Anti-Hindi stir toon is no laughing matter

The choice of the NCERT in reproducing an R K Laxman cartoon, caricatured at the height of the anti-Hindi agitation of 1965, in the CBSE Plus Two textbook has failed to amuse those who had actively participated in the agitation.
Anti-Hindi stir toon is no laughing matter

A cartoon is meant to tickle one’s funny bone. But the choice of the National Council of Educational Research and Training (NCERT) in reproducing an R K Laxman cartoon, caricatured at the height of the anti-Hindi agitation of 1965, in the CBSE Plus Two textbook has failed to amuse those who had actively participated in the agitation.

“This caricature (which implied that the protesting students did not know English either) has undermined our commitment to the cause and has made a crude joke of it,” says an indignant octogenarian Kovai Mu Ramanathan, a former DMK MLA.

The veteran of anti-Hindi agitation, who is a member of the DMK’s high level executive council, questions if the present generation even know about the sufferings that those like him had undergone to ensure that the non-Hindi speaking populace do not become subservient to the north Indian language. “I have been jailed over 20 times in the anti-Hindi protests and have spent six-and-a-half years in the prison,” he recalls.

Periyar Dravidar Kazhagam general secretary K Ramakrishnan, who is active in Coimbatore, points out that “it is these very same student agitators of the yesteryears who are in some of the top positions in the Indian bureaucracy and political system today.”

In this backdrop publishing a cartoon that portrays the anti-Hindi agitators as being ignorant violent demonstrators was deplorable.

“It is a grave affront to portray the students as violent protestors. The caricature has portrayed that students from the State do not know English. This is an insult to the entire student community. The person’s commitment to the cause should be respected,” Ramakrishnan insists.

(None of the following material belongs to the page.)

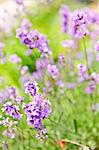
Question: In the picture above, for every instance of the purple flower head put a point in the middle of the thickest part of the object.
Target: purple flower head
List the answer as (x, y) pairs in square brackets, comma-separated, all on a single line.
[(9, 132), (83, 71), (19, 1), (15, 58), (34, 39), (12, 110), (24, 69), (95, 107), (52, 69), (90, 88), (42, 63), (61, 59), (2, 45), (38, 75), (60, 83), (12, 92), (97, 46), (79, 23), (37, 110), (19, 99), (71, 85), (95, 77), (97, 57), (26, 24), (31, 88), (42, 134), (64, 11)]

Former Vice Chairman of the Tamil Nadu State Council for Higher Education A Ramasamy, who had participated in the student protests in Madurai, argues that caricatures are meant to illustrate texts and not to humiliate others.

“The text (in the caricature) should not give a skewed account of the agitation, instead give an impartial version. If that were the case, the student could have been expected to view the cartoon analytically. However, now the text holds one viewpoint and the cartoon represents something entirely different,” he points out. However, Ramasamy says the choice of learning a language or not should be left to the students.

“I was a part of the students’ movement of the anti-Hindi agitation of 1965 and we only opposed the imposition of Hindi. If one voluntarily opted to learn the language, we never raised an objection. One should take pride in one’s mother-tongue. If that is lacking, even if one is eloquent in all other languages, it would be immaterial,” he adds.

Tirupur Periyasamy, another pro-Tamil activist who took part in the protests, rues that the cartoon would have an adverse effect on what the future generations think of those veterans who laid their life. “We had fought only against     imposition of one language over another so that Hindi does not rule the roost and the Dravidians leaders are not tongue-tied at the national level,” he recounts.